Aditya menutup teleponnya. Aku memberitahu bi Laras bahwa aku akan pergi ke rumah sakit. Mengambil kunci motor dan Clarisa dibantu oleh bi Laras untuk duduk di motor.

"Sabar ya, Ca. Tahan sedikit lagi," kataku mencoba menenangkannya.

Tak lama kemudian sampailah di rumah sakit. Saat Clarisa sedang ditangani oleh dokter, aku memberitahu kepada Aditya lokasi rumah sakitnya. Mungkin membawa kendaraannya dengan kecepatan penuh, Aditya datang hanya beberapa menit dari teleponku tadi. Dokter pun keluar.
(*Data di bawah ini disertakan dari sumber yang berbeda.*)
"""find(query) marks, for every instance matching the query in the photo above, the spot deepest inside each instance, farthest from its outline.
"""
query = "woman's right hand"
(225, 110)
"Bagaimana anak saya dok?" tanyaku.

"Tangannya hanya terkilir saja karena menahan tubuhnya saat jatuh, dan sekarang dia sedang tertidur karena lelah menangis, " jelas dokter.

"Apa boleh saya temui anak saya sekarang?" tanyaku.

"Kamu masuklah, aku akan mengurus administrasinya," kata Aditya.

Aku mengangguk lalu masuk ke ruangannya. Aku mengusap kepala Clarisa perlahan. Ada-ada saja yang dilakukan anak, enggak tahu bagaimana cerita yang sebenarnya bisa jatuh seperti itu. Tak lama kemudian, Aditya masuk dan menggendong Clarisa.

"Sudah boleh dibawa pulang?" tanyaku.

"Iya, tadi bertemu dengan dokter dan bilang seperti itu, dan berpesan untuk tidak menaiki sepeda untuk sementara waktu. Bagaimana ceritanya bisa seperti ini?" kata Aditya.

"Aku juga enggak tahu. Tadi aku lagi di kamar, Clarisa pulang sudah menangis, bibi ceritanya hanya seperti itu."

"Lalu kamu ke sini pakai apa tadi?"

"He-he. Motor."

Aditya menghela napas lalu meminta kunci motornya. Aku memberikan padanya. Dia menyuruhku untuk mengambilkan ponselnya yang ada di sakunya. Aku pun mengikuti interupsinya. Kemudian dia menyuruhku untuk menghubungi Bayu untuk mengambilkan motorku dan mengantarkannya ke rumah.

"Darurat sayang, dari pada lama menunggu taksi. Lagi pula aku tidak teringat untuk memesan taksi makanya aku langsung pakai motor saja. Aku bawa motornya biasa kok, tidak membawanya dengan cepat," kataku meyakinkan Aditya.

"Kali ini aku maafkan, karena memang lagi darurat."

"Terima kasih," kataku dengan semringah.

Aditya mendudukkan Clarisa dia kursi belakang dan memasangkan sabuknya. Kami pun menunggu Bayu datang. Beberapa saat kemudian Bayu datang bersama temannya menggunakan motor, Aditya memberikan kunci motornya lalu melajukan mobilnya.